"Non v'è dubbio che le condotte
realizzate da Bonafede abbiano di fatto consentito a Messina
Denaro di sottrarsi sia all'esecuzione delle pene
definitivamente irrogategli per numerosi efferati delitti, sia a
eludere le investigazioni dell'autorità in ordine alla
persistente condotta direttiva organizzativa dell'associazione
mafiosa Cosa nostra, operante nella provincia di Trapani, posta
in essere dallo stesso Messina Denaro".
Lo scrive il tribunale del Riesame di Palermo che oggi ha
depositato le motivazioni del provvedimento col quale ha
respinto la richiesta di scarcerazione presentata da Andrea
Bonafede, accusato di aver fatto avere al capomafia, ammalato,
ricette e prescrizioni fatte dal medico Alfonso Tumbarello, e
intestate falsamente al cugino geometra durante la latitanza.

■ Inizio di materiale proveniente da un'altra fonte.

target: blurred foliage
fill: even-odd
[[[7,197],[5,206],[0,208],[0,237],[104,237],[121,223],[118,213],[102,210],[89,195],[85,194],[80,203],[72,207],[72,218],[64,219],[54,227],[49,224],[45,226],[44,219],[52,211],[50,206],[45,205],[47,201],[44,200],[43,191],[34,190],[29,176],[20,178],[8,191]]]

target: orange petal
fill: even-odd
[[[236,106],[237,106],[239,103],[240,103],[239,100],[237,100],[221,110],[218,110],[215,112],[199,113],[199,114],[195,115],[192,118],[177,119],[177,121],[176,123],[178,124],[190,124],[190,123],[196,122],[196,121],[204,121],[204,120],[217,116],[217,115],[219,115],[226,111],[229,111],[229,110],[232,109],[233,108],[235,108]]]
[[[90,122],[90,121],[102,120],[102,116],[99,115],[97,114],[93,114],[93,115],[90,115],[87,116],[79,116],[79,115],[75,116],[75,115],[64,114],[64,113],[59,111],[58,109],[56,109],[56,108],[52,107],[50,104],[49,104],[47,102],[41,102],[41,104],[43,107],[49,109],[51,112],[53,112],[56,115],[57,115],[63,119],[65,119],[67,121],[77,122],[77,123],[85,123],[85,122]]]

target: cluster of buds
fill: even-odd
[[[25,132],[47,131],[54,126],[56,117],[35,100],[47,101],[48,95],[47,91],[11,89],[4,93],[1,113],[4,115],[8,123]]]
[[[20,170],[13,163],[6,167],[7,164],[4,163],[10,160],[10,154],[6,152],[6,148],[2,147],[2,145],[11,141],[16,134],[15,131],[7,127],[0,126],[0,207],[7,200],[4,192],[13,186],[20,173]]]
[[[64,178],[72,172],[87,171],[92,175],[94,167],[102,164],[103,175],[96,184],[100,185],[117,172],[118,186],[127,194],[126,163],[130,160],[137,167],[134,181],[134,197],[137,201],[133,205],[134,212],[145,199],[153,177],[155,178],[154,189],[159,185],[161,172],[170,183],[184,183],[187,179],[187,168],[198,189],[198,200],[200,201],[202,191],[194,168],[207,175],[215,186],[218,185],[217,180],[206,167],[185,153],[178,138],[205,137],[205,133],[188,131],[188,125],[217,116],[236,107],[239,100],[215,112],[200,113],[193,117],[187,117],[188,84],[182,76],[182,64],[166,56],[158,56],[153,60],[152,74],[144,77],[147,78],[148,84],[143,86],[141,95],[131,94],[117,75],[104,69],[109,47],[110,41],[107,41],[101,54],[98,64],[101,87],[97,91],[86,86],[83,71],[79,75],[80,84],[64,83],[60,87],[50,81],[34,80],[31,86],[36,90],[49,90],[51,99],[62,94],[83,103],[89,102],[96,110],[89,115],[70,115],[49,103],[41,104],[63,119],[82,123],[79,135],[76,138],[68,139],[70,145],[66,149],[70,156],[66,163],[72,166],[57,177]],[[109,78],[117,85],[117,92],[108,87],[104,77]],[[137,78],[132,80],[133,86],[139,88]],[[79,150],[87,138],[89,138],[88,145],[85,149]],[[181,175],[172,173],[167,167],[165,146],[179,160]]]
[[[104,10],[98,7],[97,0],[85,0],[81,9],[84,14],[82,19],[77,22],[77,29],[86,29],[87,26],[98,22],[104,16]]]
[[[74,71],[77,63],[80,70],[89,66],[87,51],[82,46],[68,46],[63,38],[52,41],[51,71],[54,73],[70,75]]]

Bonafede è accusato di favoreggiamento e procurata inosservanza
della pena.
il "postino" del boss, spiegano i giudici " ha in concreto
consentito al latitante di ridurre la sua esposizione e il
conseguente rischio di essere individuato e arrestato che
sarebbero derivati dall'eventuale accesso di quest'ultimo allo
studio medico".
Il collegio sottolinea inoltre le "dichiarazioni contraddittorie
rese dall'indagato in sede di interrogatorio, peraltro smentite
dai successivi atti d'indagine indicati" e spiega che "gli
elementi indiziari raccolti hanno consentito di accertare come
l'indagato, stante la piena conoscenza dell'identità di Messina
Denaro, abbia agito con "la consapevolezza che l'azione illecita
che stava compiendo, consentendo al capo della consorteria di
svolgere appieno il proprio ruolo di vertice, potesse quanto
meno inscriversi nelle possibili utilità dell'associazione
mafiosa".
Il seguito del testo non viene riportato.